The list of VPN user tips geven here have developed out of experience traveling to many countries and
using VPN services to maintain connectivity to sites and services in the webmaster's home country. In
particular, using the internet in China has been a struggle. Rather than adapt to barriers like the Great
Firewall of China, the webmaster has chosen to fight internet censorship.
Suggestions given below are considered effective means of using VPN services in non-permissive environments.
- Subscribe to a service with many gateways. If you run your own servers, have them on many IP addresses,
and be prepared to abandon IPs as they are blocked by the adversary sysadmin / government.
- Use ports that are most inconspicuous. Ports 443 and 1194 are well known to carry VPN traffic in addition
to their other common uses (SSL and online gaming, respectively), and are often blocked by countries like
China or Saudi Arabia.
Here are some common ports with enough traffic to make your presence harder to detect:
PROTOCOL | PORTS | APPLICATION |
TCP or UDP | 6970-6969 | BitTorrent |
TCP | 993 | Encrypted IMAP |
TCP | 3389 | Windows Remote Desktop |
UDP | 123 | Network Time Protocol |
UDP or TCP | 531, 5190-5193 | AOL Instant Messenger |
UDP | 666 | Doom, Online Game |
UDP or TCP | 749 | Kerberos Administration |
UDP or TCP | 1503 | Windows Live Messenger |
TCP | 4664 | Google Desktop Search |
TCP | 5050 | Yahoo Messenger |
TCP | 16080 | MAC OS X Server |
TCP | 19294 | Google Voice |
Other randomly chosen ports between 1025 and 64000 will work as long as your firewall will permit the
traffic and the remote server is configured to accept data on that port. Here is a
very good list of ports and applications.

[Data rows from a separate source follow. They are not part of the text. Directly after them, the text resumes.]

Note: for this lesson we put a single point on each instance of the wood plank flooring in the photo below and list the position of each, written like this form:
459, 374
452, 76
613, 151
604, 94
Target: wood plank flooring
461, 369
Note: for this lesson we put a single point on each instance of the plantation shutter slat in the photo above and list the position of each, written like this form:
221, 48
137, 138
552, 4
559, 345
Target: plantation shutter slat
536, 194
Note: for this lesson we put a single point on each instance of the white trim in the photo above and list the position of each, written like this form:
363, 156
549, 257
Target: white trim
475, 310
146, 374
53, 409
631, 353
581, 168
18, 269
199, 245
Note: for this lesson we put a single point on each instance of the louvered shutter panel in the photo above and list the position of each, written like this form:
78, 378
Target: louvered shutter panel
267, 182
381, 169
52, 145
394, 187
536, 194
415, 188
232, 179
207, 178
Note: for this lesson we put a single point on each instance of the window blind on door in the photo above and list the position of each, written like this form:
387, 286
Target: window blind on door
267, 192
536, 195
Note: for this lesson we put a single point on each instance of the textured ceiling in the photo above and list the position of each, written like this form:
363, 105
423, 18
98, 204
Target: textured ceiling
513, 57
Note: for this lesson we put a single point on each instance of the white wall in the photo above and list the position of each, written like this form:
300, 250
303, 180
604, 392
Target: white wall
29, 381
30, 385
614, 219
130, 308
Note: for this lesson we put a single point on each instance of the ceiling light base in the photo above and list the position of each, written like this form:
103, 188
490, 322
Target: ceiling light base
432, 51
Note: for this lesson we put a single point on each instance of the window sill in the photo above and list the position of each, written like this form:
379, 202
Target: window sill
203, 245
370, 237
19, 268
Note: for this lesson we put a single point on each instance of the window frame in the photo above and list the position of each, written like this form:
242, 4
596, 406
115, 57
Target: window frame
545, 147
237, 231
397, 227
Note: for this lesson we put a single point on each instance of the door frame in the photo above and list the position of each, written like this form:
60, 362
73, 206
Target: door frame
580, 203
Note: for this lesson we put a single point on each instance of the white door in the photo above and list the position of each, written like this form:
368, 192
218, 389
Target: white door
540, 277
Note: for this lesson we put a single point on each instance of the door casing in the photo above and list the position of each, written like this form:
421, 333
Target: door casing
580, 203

- Whenever you attempt to access sites with sensitive content, use the VPN. Never go to such pages in
the clear, then try the VPN after finding them blocked. That merely gets the attention of traffic analysts and
makes denial of access more likely. Some countries will detect this and cut off your access. You may even
be visited by police.
- Use the VPN only whe needed. Deep packet inspection can be used to detect VPN traffic, and when
constant usage is found, access is often restricted for the user's IP address. Adversaries can't easily
determine what was in the data, but they can block the connection.
- Two hop VPNs sound sophisticated, but offer limited increases in security. For better security, use better
encryption and stronger keys. OpenVPN does a very good job with 256 bit Blowfish and 2048 bit RSA keys.
Don't expect the NSA to crack your codes during the lifetime of the world.
- Don't forget to use a trustworthy DNS server. Google DNS and OpenDNS are great, and there are others
as well. Continuing to use the internet service provder's DNS, in countries such as Iran, Syria, or China, will
result in denied access.
- Avoid VPN services claiming to have their own, special, uncrackable encryption. The best providers
do not make such claims, but newer companies, offering a cheaper product have been known to make
this ridiculous claim. Note that OpenVPN is free, uses protocols known to be strong, proven robust through
peer review. Why take risks with a proprietary system closed to professional scrutiny?
- For highest speed, use a server located near you, for access to the world. For access to systems sensitive
to location and IP address (Facebook, Google, banks, etc), stay with one server near the remote system. Sending
your internet data packets on long, world spanning round trips will reduce your bandwidth.
- For the most secure protection of your internet traffic, use a service with OpenVPN SSL tunneling. As a
secondary choice, LT2P is widely used and almost as secure.
- Always bear in mind that security and anonymity are two different things. Your VPN provides security
between your computer and the distant gateway server. It also provides anonymity to the extent that your
traffic enters and exits the internet at a remote IP address and not your actual address. The VPN doesn't
time-shift your traffic, nor does it prevent your other software from giving you away. If you publish an expose
of your local perverted, cannibalistic, bestial dictator on the net, please remember to not let your software
sign the document with your actual name!
- A bonus tip: Use your "hosts" file to directly access blocked websites without the need for DNS
lookups. Facebook and many others have SSL secured pages that are difficult to block, since the
data is encrypted and resistant to blacklist screening. You can access them by IP address.
- Another bonus tip: In countries most hostile to VPNs, consider using additional software to obvuscate
or hide the protocol from deep packet inspection. Stunnel
and
Obfsproxy
are effective add-ons which make VPN data packets difficult to detect and isolate.